# HELP Required - Iberital Expression



## ifunky_ltd (Oct 16, 2013)

Hello All

I brought an Iberital Expression 3 group over a year ago, gave it a good clean and its been sitting there waiting for me to test. I have just realised that I may not be able to test it because it requires a 3 phase socket.

Can anyone help? I want to be able to test it from home.


----------



## Pyro (Jun 28, 2014)

Not without a phase converter, which I am guessing since you bought the machine second hand will actually end up costing more than it £500-1000...

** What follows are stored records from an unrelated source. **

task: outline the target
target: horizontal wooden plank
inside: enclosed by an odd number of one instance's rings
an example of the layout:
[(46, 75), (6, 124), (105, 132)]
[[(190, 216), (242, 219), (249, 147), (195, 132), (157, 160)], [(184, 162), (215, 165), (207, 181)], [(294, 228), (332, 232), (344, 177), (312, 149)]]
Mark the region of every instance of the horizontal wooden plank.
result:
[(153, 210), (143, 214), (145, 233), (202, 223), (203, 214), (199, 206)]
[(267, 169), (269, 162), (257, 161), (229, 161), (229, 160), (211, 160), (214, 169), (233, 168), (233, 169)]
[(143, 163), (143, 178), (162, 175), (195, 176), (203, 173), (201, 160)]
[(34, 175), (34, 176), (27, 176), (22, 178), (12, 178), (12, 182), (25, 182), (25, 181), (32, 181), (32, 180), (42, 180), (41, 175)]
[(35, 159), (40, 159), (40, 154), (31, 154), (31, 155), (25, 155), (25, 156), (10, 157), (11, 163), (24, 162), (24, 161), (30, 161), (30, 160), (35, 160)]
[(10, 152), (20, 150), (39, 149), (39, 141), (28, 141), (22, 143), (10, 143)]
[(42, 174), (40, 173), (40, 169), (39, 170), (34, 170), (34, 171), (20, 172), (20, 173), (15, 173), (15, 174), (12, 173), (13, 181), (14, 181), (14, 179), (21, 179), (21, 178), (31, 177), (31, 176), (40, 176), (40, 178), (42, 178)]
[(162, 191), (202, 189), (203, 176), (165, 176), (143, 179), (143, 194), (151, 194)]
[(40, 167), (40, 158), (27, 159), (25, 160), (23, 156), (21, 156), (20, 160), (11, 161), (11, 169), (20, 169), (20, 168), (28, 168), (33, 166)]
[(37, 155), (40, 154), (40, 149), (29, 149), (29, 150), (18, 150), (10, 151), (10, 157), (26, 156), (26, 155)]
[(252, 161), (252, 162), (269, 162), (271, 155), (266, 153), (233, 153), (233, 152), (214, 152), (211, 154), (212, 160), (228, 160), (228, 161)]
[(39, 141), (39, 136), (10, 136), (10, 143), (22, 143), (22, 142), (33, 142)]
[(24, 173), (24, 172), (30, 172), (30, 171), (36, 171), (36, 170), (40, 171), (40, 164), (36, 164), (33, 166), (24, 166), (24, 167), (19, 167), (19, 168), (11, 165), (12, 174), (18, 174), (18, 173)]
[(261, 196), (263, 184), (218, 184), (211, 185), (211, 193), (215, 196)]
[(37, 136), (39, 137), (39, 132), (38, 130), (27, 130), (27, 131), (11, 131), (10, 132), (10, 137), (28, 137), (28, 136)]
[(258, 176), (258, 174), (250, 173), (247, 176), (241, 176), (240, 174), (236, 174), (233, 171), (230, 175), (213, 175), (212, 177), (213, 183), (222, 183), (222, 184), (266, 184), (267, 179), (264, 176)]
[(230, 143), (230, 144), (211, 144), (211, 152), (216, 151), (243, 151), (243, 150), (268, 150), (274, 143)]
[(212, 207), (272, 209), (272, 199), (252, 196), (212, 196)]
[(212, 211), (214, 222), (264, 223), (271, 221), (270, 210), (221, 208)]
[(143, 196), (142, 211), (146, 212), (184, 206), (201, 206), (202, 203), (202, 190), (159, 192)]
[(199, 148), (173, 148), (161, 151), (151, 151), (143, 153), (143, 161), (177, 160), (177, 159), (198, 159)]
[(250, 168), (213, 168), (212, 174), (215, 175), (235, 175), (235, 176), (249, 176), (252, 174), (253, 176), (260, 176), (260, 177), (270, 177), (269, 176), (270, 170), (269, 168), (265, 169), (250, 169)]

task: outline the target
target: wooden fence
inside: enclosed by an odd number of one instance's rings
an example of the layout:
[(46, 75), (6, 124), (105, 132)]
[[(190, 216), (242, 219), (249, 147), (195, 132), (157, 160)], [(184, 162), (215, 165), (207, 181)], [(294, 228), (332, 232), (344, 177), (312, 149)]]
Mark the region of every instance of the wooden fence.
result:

Your other option is getting 3 phase wiring which IIRC will end up costing £5000-10000

This is exactly why I don't have a commercial machine on my countertop!


----------



## jpaul__ (Feb 19, 2016)

what I would think but expressed more eloquently



> Well, you first have to make sure it's possible. You are talking about 3 phase vs. 1 phase, ie. the 380 V is actually 3 individual 240V phases. On some espresso machines the pump is on one phase and the heater on the other two. In all cases I've seen the heater is actually a dual element, each element using one phase of the 380 V. To use it on one phase you will have to operate the heating elements in parallel along with the pump. This is possible, but whether or not it will be practical is a simple matter of mathematics. As an example, if each element or each half of the element draws 1000 watts and the pump draws another 100 watts you will be drawing 2100 watts on one phase. That means it will be drawing 8.75 A, which should not be a problem. If, however, each element draws 2000 watts you will be 17.5 A which is too high for the normal wiring in a normal home and will cause the circuit breaker to blow. In any case you will be putting a heavy load on the phase used and will probably find a loss of 20 or more volts when the heaters are on.


----------



## espressotechno (Apr 11, 2011)

It's a Spanish machine with typical 4 core wiring. UK Iberital machines are all wired for 230v single phase electrics.

You join the black lead to the brown for the live feed; green is earth; the beige-ish one is neutral.

You'll need a mains supply of 20amps minimum.


----------